Thursday March 26, marked a banner event for the Skamokawa Fire Department (FD). That's the day we finally got rid of the three big blue barrels (160 gallons) of obsolescent AFFF (Aqueous Film Forming Foam) concentrate that had besieged our floor space like three unwelcome guests we couldn't evict.
Although highly effective in suppressing fires - especially chemical and petroleum blazes - AFFF is also a nasty substance. Formulated to blend perfectly with water and resist extreme temperatures, AFFF is not only environmentally hazardous, but biologically indestructible. These overly-robust qualities earned the material a prominent place on the EPA's naughty list of hazardous "forever" chemicals that, as of 2018, could no longer be used for training, nor be disposed of conventionally. For most small Districts with threadbare budgets, this meant one thing: anyone still possessing AFFF after Jan. 01, 2018, was effectively "stuck with stuff."
Yes, there was the possibility of commercial removal thru specially-licensed hazardous waste-hauling companies, but with disposal fees hovering around $50/gallon (or about $8,000 estimated, in our case), that was not an option for us. Fortunately, however, an answer arrived in early 2025 when the Washington State Department of Ecology (DOE) launched a special state-sponsored AFFF disposal program for fire departments in our situation.

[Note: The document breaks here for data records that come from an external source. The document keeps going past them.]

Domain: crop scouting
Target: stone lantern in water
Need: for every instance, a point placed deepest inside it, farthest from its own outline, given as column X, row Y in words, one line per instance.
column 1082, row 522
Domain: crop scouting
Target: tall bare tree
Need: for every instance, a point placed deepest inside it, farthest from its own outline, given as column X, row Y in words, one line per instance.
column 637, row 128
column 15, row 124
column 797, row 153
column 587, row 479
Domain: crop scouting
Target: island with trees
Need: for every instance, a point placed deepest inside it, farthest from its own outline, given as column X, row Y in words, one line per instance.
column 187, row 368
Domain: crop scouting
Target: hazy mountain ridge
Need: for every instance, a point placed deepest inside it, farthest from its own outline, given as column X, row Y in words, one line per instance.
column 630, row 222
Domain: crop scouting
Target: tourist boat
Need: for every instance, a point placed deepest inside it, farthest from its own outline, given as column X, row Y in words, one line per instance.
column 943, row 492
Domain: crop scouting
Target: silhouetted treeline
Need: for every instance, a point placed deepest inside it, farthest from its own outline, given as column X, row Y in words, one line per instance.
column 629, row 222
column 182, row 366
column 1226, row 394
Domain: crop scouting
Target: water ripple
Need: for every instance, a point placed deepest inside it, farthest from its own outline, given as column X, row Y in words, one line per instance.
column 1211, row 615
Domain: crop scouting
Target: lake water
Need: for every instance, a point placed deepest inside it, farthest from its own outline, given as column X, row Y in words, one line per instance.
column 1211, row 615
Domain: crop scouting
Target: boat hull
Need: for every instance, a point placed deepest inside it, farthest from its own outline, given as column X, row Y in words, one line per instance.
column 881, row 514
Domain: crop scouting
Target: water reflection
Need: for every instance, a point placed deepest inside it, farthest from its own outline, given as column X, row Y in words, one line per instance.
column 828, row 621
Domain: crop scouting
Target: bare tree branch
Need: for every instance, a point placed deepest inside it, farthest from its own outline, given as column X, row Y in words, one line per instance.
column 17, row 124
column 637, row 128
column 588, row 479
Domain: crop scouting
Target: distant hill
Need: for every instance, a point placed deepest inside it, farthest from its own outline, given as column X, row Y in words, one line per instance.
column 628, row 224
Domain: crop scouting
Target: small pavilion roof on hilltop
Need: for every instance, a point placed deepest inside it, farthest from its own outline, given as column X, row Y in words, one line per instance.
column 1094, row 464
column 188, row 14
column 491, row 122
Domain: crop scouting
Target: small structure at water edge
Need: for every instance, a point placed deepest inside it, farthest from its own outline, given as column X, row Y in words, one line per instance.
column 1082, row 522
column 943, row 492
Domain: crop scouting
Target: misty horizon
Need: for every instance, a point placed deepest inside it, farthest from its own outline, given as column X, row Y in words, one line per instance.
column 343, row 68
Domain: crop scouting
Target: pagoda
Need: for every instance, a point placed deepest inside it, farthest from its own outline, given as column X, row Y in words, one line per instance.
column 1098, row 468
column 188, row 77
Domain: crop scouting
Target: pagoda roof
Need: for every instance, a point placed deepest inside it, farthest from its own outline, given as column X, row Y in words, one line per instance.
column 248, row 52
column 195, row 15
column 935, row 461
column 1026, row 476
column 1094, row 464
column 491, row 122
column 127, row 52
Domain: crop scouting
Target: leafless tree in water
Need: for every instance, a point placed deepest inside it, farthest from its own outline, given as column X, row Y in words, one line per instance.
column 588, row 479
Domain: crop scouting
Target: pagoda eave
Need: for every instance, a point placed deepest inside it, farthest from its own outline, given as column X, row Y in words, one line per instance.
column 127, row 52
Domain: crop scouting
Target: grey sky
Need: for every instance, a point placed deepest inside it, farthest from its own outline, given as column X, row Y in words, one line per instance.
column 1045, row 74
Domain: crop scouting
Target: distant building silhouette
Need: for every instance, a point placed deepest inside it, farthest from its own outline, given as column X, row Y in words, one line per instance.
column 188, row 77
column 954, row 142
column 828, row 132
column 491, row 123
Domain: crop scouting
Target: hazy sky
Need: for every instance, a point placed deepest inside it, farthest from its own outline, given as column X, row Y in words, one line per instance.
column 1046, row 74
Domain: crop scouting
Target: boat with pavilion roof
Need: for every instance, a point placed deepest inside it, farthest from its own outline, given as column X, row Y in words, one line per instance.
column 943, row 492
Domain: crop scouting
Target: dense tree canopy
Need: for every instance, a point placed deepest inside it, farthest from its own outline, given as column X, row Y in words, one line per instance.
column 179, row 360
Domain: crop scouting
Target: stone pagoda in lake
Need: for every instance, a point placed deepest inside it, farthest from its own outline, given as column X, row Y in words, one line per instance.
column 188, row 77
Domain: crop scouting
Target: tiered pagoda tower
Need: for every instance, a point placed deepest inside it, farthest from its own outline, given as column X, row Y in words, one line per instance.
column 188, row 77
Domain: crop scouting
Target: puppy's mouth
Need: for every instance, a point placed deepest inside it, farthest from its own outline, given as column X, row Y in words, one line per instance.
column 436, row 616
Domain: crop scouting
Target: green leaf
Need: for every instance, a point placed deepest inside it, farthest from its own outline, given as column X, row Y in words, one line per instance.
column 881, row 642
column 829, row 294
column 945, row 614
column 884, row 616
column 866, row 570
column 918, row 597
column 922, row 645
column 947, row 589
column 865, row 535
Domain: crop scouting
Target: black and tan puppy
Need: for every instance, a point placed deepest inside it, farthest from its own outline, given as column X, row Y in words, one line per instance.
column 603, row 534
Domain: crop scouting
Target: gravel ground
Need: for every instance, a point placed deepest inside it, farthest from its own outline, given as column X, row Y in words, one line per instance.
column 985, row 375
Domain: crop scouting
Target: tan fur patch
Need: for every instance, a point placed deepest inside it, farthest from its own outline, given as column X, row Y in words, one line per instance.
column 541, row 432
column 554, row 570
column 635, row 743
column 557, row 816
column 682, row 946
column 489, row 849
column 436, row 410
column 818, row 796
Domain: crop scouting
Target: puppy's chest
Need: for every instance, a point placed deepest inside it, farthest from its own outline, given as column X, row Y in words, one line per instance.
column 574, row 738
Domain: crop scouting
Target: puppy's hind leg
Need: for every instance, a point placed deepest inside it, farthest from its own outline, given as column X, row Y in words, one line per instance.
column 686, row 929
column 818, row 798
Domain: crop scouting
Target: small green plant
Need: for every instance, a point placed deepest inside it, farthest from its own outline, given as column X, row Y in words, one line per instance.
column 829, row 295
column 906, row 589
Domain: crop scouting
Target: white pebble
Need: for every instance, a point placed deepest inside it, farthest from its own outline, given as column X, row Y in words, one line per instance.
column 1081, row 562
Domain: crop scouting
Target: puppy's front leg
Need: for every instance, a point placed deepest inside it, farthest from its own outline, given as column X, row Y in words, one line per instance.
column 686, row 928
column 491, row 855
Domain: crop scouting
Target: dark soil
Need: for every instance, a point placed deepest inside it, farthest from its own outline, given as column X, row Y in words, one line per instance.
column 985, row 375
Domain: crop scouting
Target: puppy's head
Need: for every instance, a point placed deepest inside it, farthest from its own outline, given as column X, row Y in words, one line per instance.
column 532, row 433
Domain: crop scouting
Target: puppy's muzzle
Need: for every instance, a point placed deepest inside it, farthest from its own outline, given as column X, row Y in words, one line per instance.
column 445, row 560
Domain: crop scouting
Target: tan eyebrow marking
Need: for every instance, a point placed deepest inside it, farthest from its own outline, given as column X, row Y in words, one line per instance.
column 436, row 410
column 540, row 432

Needless to say, Skamokawa FD - and about 100 other small regional fire districts - eagerly signed up to take advantage of this unexpected governmental largesse. However, reaping the rewards of this "free" governmental service proved to be neither simple nor fast. In our case, the ensuing bureaucratic odyssey stretched 14 months from initial application to the actual pickup date. The final disposal phase of the program is no simple matter either. All AFFF material needs to be processed in Federally-approved incineration facilities, the closest of which, for our region, is located an hour west of Salt Lake City in Aragonite, Utah. This is where our three big blue barrels of AFFF will meet their final demise. With that comforting thought, we in Skamokawa can finally declare victory, reclaim 15 square feet of floor space, and say good riddance to our unwelcome guests.